WTO Chief Issues Special WSD Message
29 September 2010 -- Mr. Pascal Lamy, Director-General of the Geneva-based World Trade Organization (WTO) has released a special message for the celebration of World Statistics Day, message whose text follows:
"What cannot be properly measured cannot be properly managed" – this aphorism is particularly true for trade negotiations where, at the end of the day, everything boils down to numbers. Statistics do not only help in defining policies, they also shape our way of understanding the world. Having the right numbers on tariffs or trade in merchandise and services is important for setting the regulation of international trade on the right footing.
However, the increasing complexity of today's global economy has blurred many conceptual boundaries. Today, most products are "made in the world" and have many "countries of origin". The traditional trade statistics based on customs data may not always provide the relevant picture needed for factual decision- making.
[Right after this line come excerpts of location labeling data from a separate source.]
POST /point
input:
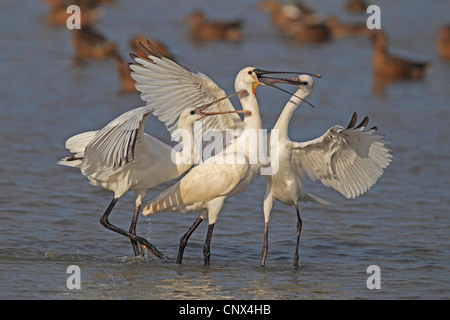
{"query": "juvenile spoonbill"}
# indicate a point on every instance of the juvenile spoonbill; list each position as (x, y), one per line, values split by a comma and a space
(121, 157)
(348, 160)
(207, 185)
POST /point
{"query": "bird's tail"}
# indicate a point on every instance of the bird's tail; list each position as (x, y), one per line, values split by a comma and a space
(168, 200)
(315, 199)
(76, 145)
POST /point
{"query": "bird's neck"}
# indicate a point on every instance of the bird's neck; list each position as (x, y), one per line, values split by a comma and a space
(249, 103)
(184, 159)
(283, 121)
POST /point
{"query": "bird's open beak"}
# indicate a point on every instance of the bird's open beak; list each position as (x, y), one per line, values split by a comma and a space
(201, 109)
(270, 81)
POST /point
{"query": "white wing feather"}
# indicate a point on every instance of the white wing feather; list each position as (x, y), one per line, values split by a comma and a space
(170, 88)
(114, 145)
(349, 161)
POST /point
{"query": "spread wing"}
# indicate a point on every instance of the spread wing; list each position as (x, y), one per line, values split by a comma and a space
(114, 145)
(348, 160)
(169, 88)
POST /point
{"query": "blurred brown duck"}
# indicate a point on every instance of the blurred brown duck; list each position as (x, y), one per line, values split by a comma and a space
(57, 15)
(311, 33)
(340, 29)
(157, 44)
(202, 30)
(89, 43)
(444, 42)
(392, 67)
(127, 84)
(283, 15)
(356, 6)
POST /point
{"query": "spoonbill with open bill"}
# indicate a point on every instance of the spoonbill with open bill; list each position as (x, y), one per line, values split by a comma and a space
(348, 160)
(197, 190)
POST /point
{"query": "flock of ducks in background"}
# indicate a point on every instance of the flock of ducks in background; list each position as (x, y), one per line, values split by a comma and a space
(295, 21)
(358, 155)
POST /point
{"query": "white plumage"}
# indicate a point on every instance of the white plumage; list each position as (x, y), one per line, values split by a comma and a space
(348, 160)
(207, 185)
(121, 157)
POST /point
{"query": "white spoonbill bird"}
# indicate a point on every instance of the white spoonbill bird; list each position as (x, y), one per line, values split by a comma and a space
(348, 160)
(121, 157)
(207, 185)
(169, 88)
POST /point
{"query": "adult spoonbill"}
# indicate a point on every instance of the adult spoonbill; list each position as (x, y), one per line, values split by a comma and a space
(206, 186)
(169, 88)
(348, 160)
(121, 157)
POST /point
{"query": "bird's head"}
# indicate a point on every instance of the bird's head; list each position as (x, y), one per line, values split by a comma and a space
(250, 78)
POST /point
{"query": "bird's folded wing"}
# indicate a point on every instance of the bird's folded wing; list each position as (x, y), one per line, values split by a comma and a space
(348, 160)
(114, 145)
(170, 88)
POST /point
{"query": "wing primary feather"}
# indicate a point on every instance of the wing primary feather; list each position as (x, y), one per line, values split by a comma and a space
(352, 121)
(363, 123)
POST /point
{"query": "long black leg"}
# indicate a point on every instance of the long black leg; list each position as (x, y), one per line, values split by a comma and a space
(184, 239)
(104, 221)
(206, 251)
(132, 230)
(299, 231)
(266, 244)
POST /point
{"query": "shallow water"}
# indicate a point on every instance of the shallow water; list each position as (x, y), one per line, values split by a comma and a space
(50, 214)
Similarly, the main barriers to international trade are not so much customs tariffs, which have declined significantly in most countries, but the transaction costs which deteriorate the competitiveness of many countries, and the non-tariff measures which limit access to markets.
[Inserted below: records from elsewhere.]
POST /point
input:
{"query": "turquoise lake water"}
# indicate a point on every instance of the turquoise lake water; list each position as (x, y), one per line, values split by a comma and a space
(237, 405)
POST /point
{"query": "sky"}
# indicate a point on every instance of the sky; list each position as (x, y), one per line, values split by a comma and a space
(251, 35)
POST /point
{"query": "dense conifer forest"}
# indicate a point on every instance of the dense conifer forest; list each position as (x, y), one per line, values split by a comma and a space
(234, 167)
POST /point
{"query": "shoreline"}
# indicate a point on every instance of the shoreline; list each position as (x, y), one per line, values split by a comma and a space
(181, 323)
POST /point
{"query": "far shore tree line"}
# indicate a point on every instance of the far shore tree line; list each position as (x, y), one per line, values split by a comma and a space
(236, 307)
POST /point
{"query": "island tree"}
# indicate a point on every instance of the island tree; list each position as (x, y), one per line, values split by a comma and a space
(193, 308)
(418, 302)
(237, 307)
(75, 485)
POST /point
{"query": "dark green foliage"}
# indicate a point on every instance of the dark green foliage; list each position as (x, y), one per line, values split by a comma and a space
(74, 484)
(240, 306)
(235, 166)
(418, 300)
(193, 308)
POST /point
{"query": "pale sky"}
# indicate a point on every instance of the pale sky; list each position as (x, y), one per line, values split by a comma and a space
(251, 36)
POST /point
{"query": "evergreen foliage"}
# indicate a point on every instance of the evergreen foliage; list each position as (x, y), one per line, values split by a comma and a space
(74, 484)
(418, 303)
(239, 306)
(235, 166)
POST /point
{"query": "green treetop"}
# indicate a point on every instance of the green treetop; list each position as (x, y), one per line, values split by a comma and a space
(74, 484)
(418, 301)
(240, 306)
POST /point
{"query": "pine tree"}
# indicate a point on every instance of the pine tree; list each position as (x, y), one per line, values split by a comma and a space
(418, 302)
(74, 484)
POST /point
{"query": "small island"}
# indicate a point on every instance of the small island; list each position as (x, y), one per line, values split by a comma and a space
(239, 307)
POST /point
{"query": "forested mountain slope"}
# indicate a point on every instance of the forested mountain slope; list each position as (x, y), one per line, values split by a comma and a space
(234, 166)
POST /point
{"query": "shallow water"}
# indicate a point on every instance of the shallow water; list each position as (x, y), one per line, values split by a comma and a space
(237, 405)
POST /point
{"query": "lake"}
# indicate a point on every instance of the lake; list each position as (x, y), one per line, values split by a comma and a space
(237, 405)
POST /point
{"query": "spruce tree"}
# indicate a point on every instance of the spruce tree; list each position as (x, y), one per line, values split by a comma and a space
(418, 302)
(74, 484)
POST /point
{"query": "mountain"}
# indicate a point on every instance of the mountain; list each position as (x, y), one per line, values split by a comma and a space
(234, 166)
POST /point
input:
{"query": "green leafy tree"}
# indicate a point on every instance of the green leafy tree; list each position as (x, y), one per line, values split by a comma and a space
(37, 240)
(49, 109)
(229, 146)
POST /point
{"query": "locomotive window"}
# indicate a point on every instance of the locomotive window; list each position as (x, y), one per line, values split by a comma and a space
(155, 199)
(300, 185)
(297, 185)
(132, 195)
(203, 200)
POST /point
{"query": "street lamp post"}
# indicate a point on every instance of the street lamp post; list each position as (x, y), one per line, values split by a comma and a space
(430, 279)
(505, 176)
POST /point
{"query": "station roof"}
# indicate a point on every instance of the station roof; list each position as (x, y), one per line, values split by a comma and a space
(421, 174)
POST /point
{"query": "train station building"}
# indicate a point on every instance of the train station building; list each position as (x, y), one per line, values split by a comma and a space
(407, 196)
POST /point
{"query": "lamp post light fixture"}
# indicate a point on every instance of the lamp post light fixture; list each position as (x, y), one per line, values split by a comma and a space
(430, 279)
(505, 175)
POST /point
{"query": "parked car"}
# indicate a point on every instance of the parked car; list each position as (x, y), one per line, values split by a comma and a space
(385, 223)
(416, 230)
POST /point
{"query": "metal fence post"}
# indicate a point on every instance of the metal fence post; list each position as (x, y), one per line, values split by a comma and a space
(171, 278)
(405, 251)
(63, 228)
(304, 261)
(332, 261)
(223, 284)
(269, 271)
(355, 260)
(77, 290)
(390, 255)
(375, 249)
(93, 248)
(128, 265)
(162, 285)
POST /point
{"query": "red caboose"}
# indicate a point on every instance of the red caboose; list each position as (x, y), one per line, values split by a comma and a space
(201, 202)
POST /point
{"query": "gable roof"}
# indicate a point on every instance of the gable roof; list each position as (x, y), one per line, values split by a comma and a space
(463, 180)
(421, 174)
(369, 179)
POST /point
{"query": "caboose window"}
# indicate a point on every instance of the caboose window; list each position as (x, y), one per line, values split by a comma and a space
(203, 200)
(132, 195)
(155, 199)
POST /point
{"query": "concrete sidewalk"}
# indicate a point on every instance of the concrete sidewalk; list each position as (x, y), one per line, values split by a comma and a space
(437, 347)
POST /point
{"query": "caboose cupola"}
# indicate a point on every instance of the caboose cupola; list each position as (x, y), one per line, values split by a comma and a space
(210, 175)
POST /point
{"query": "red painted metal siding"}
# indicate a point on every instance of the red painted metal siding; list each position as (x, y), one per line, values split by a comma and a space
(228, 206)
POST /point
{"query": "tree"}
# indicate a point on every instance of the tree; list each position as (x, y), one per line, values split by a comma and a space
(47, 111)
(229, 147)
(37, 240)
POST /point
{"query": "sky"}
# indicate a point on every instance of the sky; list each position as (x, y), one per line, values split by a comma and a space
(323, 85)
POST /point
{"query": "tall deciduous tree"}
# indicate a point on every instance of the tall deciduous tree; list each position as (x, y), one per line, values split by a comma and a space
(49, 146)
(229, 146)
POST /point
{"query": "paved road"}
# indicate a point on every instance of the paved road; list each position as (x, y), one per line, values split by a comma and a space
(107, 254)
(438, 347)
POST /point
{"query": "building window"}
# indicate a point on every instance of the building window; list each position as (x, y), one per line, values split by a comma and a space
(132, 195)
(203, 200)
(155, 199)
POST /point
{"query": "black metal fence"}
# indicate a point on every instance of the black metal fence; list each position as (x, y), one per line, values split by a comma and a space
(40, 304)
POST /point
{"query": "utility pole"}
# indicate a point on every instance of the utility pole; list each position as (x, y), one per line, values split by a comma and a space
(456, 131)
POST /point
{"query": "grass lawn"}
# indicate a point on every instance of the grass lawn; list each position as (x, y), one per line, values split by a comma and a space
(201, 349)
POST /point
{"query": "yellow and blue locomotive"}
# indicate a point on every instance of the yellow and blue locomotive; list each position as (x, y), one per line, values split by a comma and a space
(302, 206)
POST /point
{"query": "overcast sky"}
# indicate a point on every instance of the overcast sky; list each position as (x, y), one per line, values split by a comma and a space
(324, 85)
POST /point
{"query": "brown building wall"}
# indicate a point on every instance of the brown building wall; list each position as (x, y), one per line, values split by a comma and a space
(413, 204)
The information related to these measures is still very limited, and lacks international comparability. Statistics – and especially international statistics – should therefore keep adapting to the changing world. What is required for measuring international trade and devising trade facilitation programmes in the XXIst Century demand encompassing previously separate fields of statistics. Only then can policy makers come up with a full picture of the economic and social gains of trade – identifying where domestic value added is created and by whom. We will then have the relevant information to place the public debate in the appropriate context .
WTO is one of the nine international agencies that co-organize a conference entitled "Measuring a Globalized World: The Geneva Contribution" to celebrate World Statistics Day in Geneva on 20 October.